Background: Formation of the cartilage template involves a multi-step process in which prechondrogenic mesenchymal cells form condensations prior to differentiating into matrix-producing chondroblasts. Retinoids, particularly retinoic acid, are among the numerous signaling molecules that have been implicated in this process. A proper balance of retinoids is essential for normal skeletal development in that too much or too little negatively impacts skeletogenesis. During the past few years, substantial advances have been made in our understanding of the role of retinoid signaling in these processes, which is reviewed in this report.
Methods: To examine the function of retinoid signaling in skeletal development, transgenic mice that overexpressed a weak, constitutively active retinoic acid receptor (retinoic acid receptor-alpha) in their developing limbs were generated. The mice presented with a range of skeletal abnormalities. To examine the mechanisms responsible for these abnormalities, primary limb mesenchymal cultures from the transgenic mice were compared with cultures from wild-type mice. In addition, to address the molecular basis of retinoic acid receptor action, retinoic acid receptor activity in the primary cultures was manipulated with use of retinoic acid receptor-selective agonists and antagonists. The evaluation of the response to the manipulation of retinoic acid receptors was followed by histological studies and by the use of Northern blot analysis and reporter assays to analyze changes in the expression of chondrocytic markers and to monitor transcription factor activity, respectively.

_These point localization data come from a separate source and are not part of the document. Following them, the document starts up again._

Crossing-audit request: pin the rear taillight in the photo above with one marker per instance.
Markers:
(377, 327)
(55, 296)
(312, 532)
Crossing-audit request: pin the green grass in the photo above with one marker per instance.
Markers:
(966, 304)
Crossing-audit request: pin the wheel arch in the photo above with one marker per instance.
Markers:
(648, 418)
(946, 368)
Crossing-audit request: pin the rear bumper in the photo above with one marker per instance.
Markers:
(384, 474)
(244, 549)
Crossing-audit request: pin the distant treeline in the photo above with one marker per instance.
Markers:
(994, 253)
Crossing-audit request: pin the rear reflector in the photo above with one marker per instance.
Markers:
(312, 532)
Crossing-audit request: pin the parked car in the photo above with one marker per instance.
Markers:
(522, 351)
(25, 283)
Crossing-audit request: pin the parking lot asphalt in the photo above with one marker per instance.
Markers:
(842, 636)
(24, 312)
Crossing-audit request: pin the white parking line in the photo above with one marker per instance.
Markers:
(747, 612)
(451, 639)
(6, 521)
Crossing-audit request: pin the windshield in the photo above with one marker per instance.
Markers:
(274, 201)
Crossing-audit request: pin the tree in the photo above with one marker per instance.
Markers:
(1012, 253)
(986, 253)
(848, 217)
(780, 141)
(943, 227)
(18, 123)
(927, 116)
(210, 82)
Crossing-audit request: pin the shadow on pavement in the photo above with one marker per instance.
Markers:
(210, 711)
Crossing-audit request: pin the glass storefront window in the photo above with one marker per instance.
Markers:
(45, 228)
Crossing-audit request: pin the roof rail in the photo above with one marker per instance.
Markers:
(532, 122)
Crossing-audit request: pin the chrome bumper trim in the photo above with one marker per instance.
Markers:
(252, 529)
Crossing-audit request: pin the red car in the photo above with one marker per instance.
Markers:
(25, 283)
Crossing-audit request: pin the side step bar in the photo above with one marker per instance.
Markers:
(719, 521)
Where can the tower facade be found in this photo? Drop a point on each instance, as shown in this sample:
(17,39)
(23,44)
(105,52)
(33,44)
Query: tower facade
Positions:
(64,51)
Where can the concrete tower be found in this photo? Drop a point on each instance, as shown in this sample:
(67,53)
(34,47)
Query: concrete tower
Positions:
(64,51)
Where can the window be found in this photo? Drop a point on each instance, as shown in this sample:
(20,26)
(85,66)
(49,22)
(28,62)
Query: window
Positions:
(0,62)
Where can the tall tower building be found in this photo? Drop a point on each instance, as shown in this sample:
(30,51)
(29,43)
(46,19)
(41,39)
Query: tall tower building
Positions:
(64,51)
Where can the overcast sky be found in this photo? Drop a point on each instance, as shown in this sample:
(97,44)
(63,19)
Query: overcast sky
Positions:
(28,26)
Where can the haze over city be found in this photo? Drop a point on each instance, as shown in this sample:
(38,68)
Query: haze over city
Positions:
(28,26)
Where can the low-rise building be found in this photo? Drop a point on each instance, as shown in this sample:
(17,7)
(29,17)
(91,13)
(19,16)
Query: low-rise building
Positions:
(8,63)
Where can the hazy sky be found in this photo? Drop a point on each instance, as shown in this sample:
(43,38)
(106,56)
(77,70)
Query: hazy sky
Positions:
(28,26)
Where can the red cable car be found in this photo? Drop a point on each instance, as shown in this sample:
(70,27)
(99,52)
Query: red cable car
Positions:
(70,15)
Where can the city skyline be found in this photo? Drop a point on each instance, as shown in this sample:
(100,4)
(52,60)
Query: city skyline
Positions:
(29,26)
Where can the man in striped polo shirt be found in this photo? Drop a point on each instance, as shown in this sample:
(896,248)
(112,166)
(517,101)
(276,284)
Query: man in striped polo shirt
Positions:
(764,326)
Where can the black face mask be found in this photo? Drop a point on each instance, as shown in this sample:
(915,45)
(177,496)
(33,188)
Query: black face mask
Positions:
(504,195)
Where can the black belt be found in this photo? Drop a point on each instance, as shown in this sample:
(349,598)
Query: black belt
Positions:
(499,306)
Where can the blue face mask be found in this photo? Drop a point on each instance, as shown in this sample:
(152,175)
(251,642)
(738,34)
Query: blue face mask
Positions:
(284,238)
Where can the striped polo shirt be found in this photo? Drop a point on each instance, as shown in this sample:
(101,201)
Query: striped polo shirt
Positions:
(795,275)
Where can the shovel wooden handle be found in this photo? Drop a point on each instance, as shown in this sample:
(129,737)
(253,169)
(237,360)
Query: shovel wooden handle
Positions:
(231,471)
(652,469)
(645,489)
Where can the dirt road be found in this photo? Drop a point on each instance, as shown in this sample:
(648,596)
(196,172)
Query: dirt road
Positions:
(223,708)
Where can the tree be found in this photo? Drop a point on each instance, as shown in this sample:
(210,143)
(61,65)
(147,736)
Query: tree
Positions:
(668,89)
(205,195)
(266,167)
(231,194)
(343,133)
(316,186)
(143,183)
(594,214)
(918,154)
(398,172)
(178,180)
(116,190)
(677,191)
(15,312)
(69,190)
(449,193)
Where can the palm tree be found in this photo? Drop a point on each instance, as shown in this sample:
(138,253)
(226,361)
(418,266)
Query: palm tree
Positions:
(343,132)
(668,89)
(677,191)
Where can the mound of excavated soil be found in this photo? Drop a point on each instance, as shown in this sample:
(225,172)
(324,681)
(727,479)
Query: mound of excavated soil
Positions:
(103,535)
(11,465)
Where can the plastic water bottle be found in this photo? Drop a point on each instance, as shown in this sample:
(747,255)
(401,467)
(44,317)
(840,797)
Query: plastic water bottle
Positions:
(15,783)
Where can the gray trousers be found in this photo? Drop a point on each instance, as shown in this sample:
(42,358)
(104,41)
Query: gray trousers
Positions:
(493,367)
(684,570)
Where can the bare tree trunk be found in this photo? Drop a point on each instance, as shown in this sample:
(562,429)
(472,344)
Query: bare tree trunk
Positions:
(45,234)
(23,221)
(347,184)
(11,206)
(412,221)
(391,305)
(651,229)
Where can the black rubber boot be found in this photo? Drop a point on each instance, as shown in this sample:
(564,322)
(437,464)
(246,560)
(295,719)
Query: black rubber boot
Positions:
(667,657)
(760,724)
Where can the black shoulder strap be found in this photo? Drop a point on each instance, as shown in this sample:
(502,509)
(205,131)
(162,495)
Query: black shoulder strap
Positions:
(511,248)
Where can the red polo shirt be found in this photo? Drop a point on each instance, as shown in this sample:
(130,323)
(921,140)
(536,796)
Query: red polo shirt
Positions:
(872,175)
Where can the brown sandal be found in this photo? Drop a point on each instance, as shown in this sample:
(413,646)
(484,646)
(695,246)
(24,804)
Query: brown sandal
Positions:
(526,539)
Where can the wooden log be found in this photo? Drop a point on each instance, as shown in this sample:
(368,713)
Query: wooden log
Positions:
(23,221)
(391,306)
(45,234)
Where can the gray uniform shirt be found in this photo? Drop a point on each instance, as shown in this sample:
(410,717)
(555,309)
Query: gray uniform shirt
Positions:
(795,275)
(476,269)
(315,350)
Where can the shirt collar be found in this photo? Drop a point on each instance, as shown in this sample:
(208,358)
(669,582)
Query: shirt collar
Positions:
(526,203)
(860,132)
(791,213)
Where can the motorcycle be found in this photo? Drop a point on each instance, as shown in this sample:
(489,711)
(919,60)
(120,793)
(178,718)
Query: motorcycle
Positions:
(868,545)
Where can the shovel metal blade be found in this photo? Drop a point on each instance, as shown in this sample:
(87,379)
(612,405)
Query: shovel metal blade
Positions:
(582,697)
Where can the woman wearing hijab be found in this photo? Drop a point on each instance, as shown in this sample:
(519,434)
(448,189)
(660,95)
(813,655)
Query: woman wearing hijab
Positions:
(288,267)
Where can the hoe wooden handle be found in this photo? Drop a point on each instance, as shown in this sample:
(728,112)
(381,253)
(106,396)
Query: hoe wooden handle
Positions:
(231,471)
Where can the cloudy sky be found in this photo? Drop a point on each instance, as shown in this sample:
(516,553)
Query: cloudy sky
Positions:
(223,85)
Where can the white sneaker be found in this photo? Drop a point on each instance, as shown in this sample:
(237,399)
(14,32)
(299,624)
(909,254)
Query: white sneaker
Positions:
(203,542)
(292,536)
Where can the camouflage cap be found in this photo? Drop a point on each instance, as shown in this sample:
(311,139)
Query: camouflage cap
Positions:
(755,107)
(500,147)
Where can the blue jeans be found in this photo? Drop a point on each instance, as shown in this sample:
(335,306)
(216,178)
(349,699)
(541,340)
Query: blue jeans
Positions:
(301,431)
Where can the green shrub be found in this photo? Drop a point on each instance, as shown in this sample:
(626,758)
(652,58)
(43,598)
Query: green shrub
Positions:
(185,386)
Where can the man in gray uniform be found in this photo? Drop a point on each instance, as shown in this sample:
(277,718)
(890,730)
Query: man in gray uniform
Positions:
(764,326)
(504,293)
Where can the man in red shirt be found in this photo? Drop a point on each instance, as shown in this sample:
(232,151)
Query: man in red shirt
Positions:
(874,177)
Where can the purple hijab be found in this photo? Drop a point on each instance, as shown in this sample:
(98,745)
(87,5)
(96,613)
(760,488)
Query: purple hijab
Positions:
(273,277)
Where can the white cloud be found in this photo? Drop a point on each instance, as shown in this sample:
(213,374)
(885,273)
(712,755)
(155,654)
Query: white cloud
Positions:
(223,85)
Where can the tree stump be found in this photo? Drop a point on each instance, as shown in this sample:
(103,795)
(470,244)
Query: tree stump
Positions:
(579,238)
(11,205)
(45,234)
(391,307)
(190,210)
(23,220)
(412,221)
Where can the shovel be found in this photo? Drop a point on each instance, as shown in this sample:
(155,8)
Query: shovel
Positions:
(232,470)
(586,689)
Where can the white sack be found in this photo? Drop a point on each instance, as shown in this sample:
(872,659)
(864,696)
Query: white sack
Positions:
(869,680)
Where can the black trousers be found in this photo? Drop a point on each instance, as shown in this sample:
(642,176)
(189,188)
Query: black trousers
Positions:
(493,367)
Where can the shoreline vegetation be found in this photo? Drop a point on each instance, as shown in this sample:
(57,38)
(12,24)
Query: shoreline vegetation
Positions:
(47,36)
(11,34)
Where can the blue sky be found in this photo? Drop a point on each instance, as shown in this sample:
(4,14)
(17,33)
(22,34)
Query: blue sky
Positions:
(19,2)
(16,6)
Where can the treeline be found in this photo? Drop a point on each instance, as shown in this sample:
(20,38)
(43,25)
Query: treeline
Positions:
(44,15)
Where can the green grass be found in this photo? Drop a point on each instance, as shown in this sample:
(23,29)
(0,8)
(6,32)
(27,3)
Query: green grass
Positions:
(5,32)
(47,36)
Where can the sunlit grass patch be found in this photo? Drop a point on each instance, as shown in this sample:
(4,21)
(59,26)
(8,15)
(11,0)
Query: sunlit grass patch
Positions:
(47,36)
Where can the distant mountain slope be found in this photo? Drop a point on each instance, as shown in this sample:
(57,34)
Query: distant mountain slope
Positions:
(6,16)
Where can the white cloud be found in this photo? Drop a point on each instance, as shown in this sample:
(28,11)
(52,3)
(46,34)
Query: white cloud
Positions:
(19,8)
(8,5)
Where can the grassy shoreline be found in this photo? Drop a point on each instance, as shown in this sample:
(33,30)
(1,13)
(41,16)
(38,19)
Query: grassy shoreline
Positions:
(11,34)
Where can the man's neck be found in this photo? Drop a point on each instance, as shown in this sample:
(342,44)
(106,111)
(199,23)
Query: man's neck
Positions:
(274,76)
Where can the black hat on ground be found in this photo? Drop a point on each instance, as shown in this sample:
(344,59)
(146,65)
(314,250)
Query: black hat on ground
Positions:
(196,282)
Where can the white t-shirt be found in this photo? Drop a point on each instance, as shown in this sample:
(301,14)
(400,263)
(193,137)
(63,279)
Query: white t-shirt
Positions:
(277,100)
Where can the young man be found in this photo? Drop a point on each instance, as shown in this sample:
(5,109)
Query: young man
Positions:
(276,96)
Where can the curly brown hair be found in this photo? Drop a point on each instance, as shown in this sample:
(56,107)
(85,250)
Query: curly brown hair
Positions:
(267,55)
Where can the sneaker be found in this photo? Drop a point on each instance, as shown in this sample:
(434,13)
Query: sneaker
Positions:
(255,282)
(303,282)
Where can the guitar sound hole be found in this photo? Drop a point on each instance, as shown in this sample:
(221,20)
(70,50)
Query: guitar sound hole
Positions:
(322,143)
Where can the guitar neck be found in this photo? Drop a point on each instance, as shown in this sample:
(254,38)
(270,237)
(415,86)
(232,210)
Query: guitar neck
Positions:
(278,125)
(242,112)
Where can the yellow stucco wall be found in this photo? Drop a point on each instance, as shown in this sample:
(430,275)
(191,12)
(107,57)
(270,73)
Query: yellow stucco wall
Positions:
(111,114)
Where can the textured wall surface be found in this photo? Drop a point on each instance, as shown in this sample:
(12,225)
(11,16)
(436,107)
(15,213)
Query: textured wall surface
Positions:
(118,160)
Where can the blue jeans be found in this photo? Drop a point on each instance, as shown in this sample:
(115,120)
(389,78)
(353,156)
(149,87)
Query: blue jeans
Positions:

Results: The evidence reviewed here indicates that retinoids maintain cells within condensations in a prechondrogenic, mesenchymal cell state, which prevents the cells from differentiating into chondroblasts. More recent studies have demonstrated that the inhibition of receptor-mediated retinoid signaling induces the expression of Sox9, a transcription factor that is considered a "master switch" for the differentiation of chondroblasts. These effects are largely mediated by the activation of the p38 MAPK signaling cascade.
Conclusions: These findings demonstrate that retinoid receptor-mediated repression is both necessary and sufficient for chondroblast differentiation. Moreover, retinoic acid receptor repression acts downstream of BMP signaling or in a distinct pathway to activate p38 MAPK, which in turn induces chondroblast differentiation.